Diol glycidyl ether-bridged low molecular weight PEI as potential gene delivery vehicles

Abstract

A series of cationic polymers (P1–P5) were designed and synthesized using a ring-opening polymerization strategy based on low molecular weight polyethyleneimine (PEI) and using diglycidyl ethers as the bridging moiety. Although these polymers have reduced amino group density relative to 25 kDa PEI, their pH buffering capacity and deoxyribonucleic acid (DNA) binding ability were seldom affected. They were able to condense plasmid DNA (pDNA) well to form nanoparticles of suitable sizes (150–300 nm) and positive zeta potentials (+25–40 mV).
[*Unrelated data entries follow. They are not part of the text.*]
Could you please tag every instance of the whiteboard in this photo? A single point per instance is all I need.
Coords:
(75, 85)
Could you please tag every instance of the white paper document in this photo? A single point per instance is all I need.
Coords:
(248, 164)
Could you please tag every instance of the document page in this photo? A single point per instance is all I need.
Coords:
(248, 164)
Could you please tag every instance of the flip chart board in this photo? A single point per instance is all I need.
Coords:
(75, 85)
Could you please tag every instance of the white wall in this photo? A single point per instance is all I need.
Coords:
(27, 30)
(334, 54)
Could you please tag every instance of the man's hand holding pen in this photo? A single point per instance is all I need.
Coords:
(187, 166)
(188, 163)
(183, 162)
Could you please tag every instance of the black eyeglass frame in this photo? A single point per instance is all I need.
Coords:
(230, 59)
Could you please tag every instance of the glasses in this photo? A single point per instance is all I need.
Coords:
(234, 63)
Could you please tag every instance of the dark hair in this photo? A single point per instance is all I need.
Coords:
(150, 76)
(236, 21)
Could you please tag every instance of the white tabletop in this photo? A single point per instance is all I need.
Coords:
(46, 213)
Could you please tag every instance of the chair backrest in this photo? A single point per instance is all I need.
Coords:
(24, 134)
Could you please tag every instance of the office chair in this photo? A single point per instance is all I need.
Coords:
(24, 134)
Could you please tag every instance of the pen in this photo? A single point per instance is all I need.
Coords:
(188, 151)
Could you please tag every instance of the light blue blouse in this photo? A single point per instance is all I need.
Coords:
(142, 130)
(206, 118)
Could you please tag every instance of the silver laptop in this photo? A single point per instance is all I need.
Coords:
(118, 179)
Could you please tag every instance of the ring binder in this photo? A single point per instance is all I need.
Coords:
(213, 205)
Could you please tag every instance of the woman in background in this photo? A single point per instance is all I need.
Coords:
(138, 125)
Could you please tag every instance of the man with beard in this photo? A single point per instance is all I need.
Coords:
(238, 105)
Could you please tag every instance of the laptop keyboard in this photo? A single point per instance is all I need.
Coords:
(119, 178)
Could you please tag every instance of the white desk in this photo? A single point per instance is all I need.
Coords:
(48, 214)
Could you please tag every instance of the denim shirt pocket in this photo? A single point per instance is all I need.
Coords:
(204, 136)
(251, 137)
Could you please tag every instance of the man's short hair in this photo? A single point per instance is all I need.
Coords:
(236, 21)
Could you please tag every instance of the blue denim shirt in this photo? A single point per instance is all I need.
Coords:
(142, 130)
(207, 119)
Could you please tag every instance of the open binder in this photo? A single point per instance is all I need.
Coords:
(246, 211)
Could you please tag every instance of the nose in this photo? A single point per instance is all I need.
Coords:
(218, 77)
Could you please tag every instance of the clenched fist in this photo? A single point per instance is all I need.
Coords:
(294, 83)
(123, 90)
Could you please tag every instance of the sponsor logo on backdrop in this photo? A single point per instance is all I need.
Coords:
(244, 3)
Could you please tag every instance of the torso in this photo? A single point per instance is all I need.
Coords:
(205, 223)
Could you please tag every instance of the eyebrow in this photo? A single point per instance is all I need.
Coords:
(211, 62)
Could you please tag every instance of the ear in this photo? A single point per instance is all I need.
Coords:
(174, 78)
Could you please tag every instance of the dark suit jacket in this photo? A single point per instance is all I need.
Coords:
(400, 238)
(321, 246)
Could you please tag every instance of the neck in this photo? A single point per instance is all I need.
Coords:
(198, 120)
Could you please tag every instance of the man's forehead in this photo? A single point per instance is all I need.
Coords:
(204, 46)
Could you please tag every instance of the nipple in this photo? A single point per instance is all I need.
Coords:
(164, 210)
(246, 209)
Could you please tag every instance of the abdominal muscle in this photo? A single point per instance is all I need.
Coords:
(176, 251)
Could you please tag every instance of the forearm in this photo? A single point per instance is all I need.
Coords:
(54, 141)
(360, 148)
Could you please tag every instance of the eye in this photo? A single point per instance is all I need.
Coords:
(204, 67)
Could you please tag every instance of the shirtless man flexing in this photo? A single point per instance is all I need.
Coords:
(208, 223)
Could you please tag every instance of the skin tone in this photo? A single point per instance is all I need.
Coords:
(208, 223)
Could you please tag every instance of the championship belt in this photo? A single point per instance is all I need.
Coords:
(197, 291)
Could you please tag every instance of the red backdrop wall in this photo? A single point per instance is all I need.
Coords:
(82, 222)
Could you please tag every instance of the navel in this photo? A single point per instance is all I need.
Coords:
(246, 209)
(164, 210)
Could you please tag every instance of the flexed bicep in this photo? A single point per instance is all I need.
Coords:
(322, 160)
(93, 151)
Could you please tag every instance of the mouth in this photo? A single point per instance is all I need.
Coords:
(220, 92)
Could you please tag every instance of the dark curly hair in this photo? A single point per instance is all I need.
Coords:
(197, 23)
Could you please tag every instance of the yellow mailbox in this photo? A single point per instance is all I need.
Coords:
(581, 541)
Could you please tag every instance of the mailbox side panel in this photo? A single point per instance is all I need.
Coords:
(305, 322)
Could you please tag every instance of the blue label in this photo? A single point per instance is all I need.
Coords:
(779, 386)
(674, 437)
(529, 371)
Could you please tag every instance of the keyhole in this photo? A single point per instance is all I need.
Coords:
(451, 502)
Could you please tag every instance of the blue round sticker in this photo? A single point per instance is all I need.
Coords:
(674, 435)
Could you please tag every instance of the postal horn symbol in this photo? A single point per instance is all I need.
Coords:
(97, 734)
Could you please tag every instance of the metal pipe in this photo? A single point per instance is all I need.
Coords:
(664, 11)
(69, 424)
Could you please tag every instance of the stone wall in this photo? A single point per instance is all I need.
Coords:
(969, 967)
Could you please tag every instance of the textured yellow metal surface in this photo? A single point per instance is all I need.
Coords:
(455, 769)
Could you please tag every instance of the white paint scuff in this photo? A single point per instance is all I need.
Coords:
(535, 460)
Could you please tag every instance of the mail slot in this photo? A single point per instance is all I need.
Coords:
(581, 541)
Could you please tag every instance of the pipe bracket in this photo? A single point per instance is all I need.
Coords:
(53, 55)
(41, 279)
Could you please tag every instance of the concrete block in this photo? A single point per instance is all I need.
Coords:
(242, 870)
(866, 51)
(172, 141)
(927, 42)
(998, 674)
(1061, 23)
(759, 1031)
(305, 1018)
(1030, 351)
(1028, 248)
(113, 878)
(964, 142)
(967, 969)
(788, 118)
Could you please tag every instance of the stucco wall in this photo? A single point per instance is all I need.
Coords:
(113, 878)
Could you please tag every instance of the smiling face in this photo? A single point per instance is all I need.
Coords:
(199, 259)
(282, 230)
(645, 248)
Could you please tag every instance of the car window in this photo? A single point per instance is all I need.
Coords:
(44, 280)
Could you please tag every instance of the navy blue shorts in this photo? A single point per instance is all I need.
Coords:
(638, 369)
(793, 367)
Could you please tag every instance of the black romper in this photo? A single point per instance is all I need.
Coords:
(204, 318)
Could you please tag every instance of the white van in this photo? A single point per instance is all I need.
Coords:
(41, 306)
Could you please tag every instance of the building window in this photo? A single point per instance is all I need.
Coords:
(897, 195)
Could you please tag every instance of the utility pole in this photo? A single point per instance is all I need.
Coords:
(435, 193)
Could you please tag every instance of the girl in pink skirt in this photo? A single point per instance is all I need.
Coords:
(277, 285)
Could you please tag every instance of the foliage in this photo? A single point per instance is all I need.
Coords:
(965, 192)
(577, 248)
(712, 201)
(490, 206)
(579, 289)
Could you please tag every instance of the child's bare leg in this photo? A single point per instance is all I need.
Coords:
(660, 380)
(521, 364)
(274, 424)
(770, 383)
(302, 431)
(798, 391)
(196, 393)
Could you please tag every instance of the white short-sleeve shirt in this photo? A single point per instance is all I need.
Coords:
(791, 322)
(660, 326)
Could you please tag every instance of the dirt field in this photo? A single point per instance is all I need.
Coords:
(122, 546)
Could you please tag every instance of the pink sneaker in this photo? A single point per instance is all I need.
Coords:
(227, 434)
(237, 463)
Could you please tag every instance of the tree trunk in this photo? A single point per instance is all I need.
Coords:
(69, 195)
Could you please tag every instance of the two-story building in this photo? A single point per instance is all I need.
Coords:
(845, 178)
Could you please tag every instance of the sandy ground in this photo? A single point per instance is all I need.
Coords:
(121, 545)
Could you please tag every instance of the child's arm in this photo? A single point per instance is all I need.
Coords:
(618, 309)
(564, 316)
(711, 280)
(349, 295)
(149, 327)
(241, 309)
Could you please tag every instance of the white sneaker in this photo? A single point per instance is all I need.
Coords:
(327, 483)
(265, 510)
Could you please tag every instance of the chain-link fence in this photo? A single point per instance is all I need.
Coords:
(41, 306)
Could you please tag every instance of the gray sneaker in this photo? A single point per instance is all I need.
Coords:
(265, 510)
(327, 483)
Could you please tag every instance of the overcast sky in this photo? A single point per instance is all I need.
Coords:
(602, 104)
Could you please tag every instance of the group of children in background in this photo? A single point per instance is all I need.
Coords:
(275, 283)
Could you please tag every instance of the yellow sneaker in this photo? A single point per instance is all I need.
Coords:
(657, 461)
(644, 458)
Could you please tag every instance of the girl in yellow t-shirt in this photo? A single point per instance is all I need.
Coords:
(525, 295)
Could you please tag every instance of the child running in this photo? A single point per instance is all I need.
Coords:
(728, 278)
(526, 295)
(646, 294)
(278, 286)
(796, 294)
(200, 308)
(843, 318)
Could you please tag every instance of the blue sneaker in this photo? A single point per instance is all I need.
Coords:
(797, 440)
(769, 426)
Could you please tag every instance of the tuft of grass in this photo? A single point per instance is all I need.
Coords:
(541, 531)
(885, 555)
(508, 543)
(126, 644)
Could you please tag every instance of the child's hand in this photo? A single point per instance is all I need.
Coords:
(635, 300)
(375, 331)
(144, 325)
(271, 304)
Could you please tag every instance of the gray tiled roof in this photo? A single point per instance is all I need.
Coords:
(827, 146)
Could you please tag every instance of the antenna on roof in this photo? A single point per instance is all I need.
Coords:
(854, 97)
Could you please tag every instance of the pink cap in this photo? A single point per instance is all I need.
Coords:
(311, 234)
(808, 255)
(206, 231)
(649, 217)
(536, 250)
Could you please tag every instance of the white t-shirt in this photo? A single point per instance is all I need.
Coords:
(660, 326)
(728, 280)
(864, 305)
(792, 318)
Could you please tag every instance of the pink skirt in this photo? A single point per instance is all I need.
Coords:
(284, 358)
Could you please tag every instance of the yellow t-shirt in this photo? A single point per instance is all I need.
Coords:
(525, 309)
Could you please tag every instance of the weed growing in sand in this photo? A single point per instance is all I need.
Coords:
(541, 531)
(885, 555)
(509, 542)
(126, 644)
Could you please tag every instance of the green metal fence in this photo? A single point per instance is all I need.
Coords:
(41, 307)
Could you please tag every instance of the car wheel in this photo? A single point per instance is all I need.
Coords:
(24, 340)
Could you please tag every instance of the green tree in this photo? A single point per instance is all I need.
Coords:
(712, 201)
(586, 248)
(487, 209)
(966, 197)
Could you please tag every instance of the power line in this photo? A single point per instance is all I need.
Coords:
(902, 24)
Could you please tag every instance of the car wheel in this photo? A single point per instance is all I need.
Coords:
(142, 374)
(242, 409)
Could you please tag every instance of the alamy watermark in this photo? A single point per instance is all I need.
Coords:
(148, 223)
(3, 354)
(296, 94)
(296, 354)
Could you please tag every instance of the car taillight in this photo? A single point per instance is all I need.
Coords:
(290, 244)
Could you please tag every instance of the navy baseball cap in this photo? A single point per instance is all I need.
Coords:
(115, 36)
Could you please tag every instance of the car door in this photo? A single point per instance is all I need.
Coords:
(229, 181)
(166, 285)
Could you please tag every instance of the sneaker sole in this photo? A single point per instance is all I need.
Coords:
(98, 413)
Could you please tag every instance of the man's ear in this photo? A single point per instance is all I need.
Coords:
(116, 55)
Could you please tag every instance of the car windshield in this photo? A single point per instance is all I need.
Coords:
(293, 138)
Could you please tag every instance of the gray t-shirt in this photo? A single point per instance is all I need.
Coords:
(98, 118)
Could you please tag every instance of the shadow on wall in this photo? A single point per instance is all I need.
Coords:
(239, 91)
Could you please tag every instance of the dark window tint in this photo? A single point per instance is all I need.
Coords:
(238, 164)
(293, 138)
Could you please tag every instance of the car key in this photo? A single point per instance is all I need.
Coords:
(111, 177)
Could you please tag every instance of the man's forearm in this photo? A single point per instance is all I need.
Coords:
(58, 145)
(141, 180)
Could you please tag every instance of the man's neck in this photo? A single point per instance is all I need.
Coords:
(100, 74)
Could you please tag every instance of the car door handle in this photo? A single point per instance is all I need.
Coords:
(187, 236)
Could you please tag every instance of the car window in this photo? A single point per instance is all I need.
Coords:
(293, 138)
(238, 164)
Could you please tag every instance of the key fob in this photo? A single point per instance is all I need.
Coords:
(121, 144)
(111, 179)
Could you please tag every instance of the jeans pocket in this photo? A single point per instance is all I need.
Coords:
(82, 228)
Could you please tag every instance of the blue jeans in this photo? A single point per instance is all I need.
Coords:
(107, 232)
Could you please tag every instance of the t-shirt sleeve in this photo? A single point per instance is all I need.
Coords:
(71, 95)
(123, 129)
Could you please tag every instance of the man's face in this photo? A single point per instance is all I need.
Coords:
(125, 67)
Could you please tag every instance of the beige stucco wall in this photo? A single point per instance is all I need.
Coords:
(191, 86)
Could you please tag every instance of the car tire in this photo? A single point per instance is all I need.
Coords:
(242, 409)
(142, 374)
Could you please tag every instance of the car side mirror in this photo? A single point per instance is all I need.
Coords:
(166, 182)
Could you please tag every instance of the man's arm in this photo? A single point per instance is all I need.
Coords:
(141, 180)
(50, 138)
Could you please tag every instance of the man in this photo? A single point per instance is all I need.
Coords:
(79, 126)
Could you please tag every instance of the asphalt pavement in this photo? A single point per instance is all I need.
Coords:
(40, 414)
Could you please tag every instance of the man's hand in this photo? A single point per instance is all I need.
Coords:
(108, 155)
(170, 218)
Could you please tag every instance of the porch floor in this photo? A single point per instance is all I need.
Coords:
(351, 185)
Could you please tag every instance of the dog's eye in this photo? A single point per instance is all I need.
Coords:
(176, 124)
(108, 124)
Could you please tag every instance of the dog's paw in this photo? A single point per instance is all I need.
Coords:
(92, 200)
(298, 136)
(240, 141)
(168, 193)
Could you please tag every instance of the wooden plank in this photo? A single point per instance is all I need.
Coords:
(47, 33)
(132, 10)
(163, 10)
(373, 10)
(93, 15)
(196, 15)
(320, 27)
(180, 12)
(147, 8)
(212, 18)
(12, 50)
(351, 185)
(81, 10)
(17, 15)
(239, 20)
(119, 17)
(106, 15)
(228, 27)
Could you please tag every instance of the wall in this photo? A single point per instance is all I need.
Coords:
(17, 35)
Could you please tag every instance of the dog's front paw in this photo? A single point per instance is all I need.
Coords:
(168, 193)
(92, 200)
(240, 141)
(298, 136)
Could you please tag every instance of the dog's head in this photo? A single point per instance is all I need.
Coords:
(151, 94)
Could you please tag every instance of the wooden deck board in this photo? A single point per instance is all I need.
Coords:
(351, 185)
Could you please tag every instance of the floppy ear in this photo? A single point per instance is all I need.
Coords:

Cell Counting Kit-8 (CCK-8) assays revealed that polyplexes formed from these polymers have lower cytotoxicity than those derived from PEI. Luciferase reporter gene delivery experiments indicated that these polymers have much better transfection efficiency than 25 kDa PEI, especially P2 and P5. Unlike PEI, serum has little negative effect on the transfection by these materials, and their transfection efficiencies were seldom reduced even with high concentrations of serum. Under optimized conditions, up to 400 times higher transfection efficiency than with PEI could be achieved. Several assays including gel electrophoresis, dynamic light scattering and transmission electron microscopy also confirmed the good serum tolerance of these polyplexes. The evenly distributed hydroxyl groups formed by the ring-opening polymerization are considered to contribute much to their high serum tolerance, and such polymerization might be a promising strategy for the design of efficient non-viral gene delivery vectors.